I have been struggling with fears. And as I have been struggling with these fears, I am finding that there is so much sin in me. And I am crushed by who I am and how I respond. There is so much in me that I hate. And I am devastated and in shock by what I see in my own heart.
I think I was just hoping for more. I was hoping I’d be stronger. And it is tearing me apart that I am not. I think I thought maybe I wouldn’t have to deal with these fears anymore. So, when I see myself fall into them it devastates me. And even though I have grown, I think just the fact that I have these fears at all is breaking my heart. I should have conquered these fears by now.
I looked at Romans 7, last night. I feel like this. Not understanding, hating myself, feeling like sin is always just right there, this constant war. At the end Paul confesses who he is, “Wretched man that I am! Who will deliver me from this body of death? . . .
. . . Thanks be to God through Jesus Christ our Lord!” I need to trust Christ. He is the one that can deliver me from this body of death. The next few chapters are powerful in talking about how God is sanctifying us and making us more like Him. I need to hold on to that promise in the midst of these struggles. I need to be reminded that even though I fail, He doesn’t. And that the Gospel that saved me will also sanctifies me.
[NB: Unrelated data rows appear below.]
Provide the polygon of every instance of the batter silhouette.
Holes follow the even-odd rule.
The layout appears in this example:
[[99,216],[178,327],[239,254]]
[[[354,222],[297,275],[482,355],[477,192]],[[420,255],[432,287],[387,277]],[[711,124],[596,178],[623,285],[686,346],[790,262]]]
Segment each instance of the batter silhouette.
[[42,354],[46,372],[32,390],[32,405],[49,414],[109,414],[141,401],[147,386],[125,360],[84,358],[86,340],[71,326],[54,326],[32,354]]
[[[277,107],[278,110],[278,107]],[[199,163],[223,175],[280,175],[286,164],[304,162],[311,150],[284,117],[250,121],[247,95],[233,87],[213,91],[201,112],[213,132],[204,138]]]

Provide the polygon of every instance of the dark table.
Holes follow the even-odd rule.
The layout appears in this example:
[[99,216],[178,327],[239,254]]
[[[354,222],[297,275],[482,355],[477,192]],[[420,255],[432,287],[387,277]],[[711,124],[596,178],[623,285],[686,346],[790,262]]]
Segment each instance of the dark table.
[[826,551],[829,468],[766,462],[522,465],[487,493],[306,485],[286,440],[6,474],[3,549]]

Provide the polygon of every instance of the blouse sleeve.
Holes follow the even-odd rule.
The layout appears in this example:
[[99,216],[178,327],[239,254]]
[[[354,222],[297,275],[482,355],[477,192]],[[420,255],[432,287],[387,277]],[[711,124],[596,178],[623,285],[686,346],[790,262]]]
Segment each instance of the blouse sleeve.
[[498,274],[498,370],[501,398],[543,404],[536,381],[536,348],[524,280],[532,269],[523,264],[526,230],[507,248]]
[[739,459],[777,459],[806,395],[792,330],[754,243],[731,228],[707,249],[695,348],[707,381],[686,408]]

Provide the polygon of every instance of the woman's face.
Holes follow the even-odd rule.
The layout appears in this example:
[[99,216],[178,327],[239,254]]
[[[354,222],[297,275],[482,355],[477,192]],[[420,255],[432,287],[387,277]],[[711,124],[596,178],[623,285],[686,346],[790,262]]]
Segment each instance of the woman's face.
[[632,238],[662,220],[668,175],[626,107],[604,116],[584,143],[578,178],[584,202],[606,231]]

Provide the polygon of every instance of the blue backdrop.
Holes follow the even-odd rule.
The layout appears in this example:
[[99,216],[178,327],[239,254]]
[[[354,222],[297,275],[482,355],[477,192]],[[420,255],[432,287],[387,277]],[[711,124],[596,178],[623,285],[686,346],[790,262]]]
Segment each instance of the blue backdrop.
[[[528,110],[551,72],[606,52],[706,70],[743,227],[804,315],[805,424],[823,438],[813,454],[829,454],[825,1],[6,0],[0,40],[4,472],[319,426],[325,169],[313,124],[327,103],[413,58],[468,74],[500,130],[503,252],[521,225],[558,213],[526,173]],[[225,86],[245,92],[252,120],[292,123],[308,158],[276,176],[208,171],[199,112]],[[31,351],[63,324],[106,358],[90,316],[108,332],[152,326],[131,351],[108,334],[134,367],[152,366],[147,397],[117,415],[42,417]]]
I think I have been working so hard not to fear, that instead of looking to God and His grace and His strength, all that I can see is myself as a failure, instead of a man that God is working on and changing. It is not me who is glorious, it is Him. I have no good thing apart from Him.
John Calvin said, “I call ‘piety’ that reverence joined with love of God which the knowledge of his benefits induces.” I must have faith in His sovereign goodness and His Fatherly care for me in my struggles with sin. The punishment was taken at the cross, and therefore there is no longer any condemnation, only a loving Father, who walks alongside me and trains and leads me, so faithfully and so lovingly, and so patiently. And I need to trust in His promises to sanctify me.
And even though He might discipline me with the rod, the rod is not an instrument for punishment or retribution for my sin, but an instrument for training me in righteousness. It is His loving hand guiding me and protecting me in the way I should go. And He is so faithful in taking this boy and making him into a man.